The USDJPY has surpassed the 38.2% retracement level, prompting renewed bullish aspirations among buyers

    by VT Markets
    /
    Jul 12, 2025

    The USDJPY has moved above the 38.2% retracement level of its 2025 trading range. This range is defined from the January 10 high to the April 22 low, with the retracement at 147.135. The pair reached a high of 147.515, marking the third attempt to sustain levels above this point since April’s low.

    Previous efforts on May 12 and June 23 failed, but the current push gives a new opportunity for buyers. Staying above 147.135 is key for bullish momentum. If maintained, targets include 148.019, the June high, and 148.647, the May high. The May high is part of a swing area ranging from 148.56 to 148.724, increasing its importance.
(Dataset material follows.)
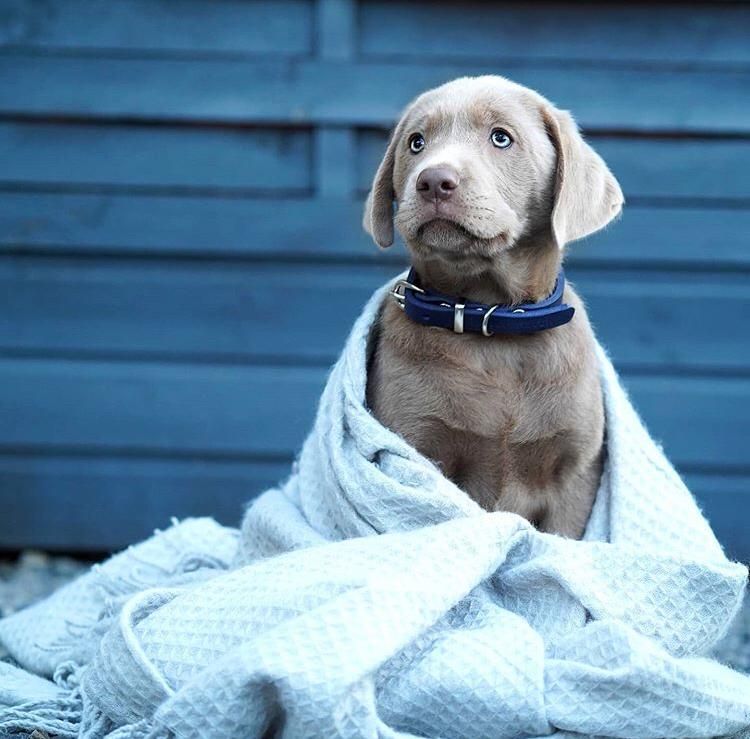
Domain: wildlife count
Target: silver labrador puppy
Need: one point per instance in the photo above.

    Potential Bullish Breakout

    The market is poised for a potential bullish breakout as it tests the 38.2% retracement level again. It remains uncertain if buyers will maintain momentum above this threshold. The critical support level for maintaining a bullish stance is 147.135. Holding this position is necessary to keep the upward trajectory intact.
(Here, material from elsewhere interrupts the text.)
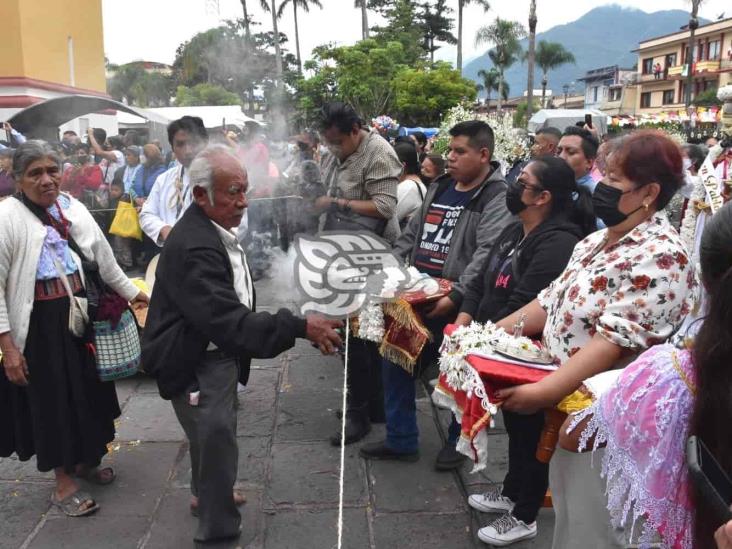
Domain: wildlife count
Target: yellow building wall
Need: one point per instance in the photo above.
(11, 58)
(41, 42)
    This recent activity in USDJPY reflects a technical retest of one of the more dependable retracement points within the broader price structure of this year. By moving beyond the 38.2% retracement of the 2025 trading range, the pair has approached an area that sellers have defended consistently in the past, with resistance becoming evident on two separate occasions in May and June. This third push higher, however, has taken the market back to 147.515, which not only clears the retracement boundary but also opens the pathway back towards resistance clustered near the spring and early summer highs.
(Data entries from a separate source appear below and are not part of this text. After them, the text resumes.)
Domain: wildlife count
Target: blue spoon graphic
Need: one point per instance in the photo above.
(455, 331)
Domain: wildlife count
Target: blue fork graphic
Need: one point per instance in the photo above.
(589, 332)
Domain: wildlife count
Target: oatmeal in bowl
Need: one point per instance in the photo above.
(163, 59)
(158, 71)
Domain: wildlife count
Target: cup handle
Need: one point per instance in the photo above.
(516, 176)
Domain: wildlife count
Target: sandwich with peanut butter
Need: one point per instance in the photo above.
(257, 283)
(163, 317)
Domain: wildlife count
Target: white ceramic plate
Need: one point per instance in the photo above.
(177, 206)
    The retracement at 147.135 carries weight because it delineates the shift from a consolidative bias to one that leans towards building a more directional narrative. For now, price action above this threshold encourages long positioning to remain in place, assuming this area is not surrendered in the short term. The space immediately ahead—namely, the 148.019 zone followed by 148.647—should be monitored closely. These levels are not arbitrary; the latter is embedded within a higher-timeframe zone of rejection, making moves towards it more instructive than incidental.

    Strategic Positioning

    From our perspective, if this pair continues to respect the structure just built, it confirms that positioning is leaning toward further upside. However, this outlook is heavily contingent on the market sustaining action above 147.135 decisively and not just intraday. Retreating below risks undoing the progress buyers have made since the recovery off the April low. For those managing leveraged positions, the threshold becomes a clear trigger: if the zone is defended, risk can be more comfortably balanced against recent lows. But if broken convincingly, the momentum arguments begin to collapse.

    The behaviour around the high near 147.515 also deserves attention. That level has demonstrated itself to be a recurring battleground. Each attempt to push and stay above it has drawn in two-way interest, which increases liquidity but sharpens volatility. We are watching to see whether follow-through exists in coming sessions, particularly as we near the upper trading areas shaped in May. These aren’t just random peaks—they reflect organised seller responses that had sufficient conviction to reverse the direction, at least temporarily. Traders should be asking now whether those offers remain in place or whether they’ve been cleared out.

    What we take from the repeated rejections previously is this: any breach higher without hesitation represents more than just technical progress—it shifts trader expectations too. Once expectation changes, the options space usually reacts, implied volatility reshapes, and hedges get adjusted. So, holding here isn’t just about preserving a trend. It’s about keeping traders aligned with their positions and convictions, which matters a great deal more when sentiment has been reversed multiple times.

    Our short-term attention stays fixed on whether the pair consolidates higher above this retracement mark. A controlled drift sideways with shallow pullbacks would show that buying interest is being absorbed progressively. This is the kind of price action we want to see for confirmation, not just spikes and quick retreats. That kind of movement would raise more questions than answers and complicate risk calculations. So far, there’s been no such reversal, but the memory of two recent failures remains fresh.

    How price behaves into the 148.00 handle and surrounding territory will provide the real test—buyers have pushed this far, now they must trigger stops or imbalance if they expect new highs. Otherwise, we settle back into familiar ranges—choppy, unwieldy, and uninviting for strategic deployments. For now, let the 147.135 zone be the battleline and judge each session on its ability to sustain above or not. This is not the time for guesswork—it’s about levels being respected or forsaken.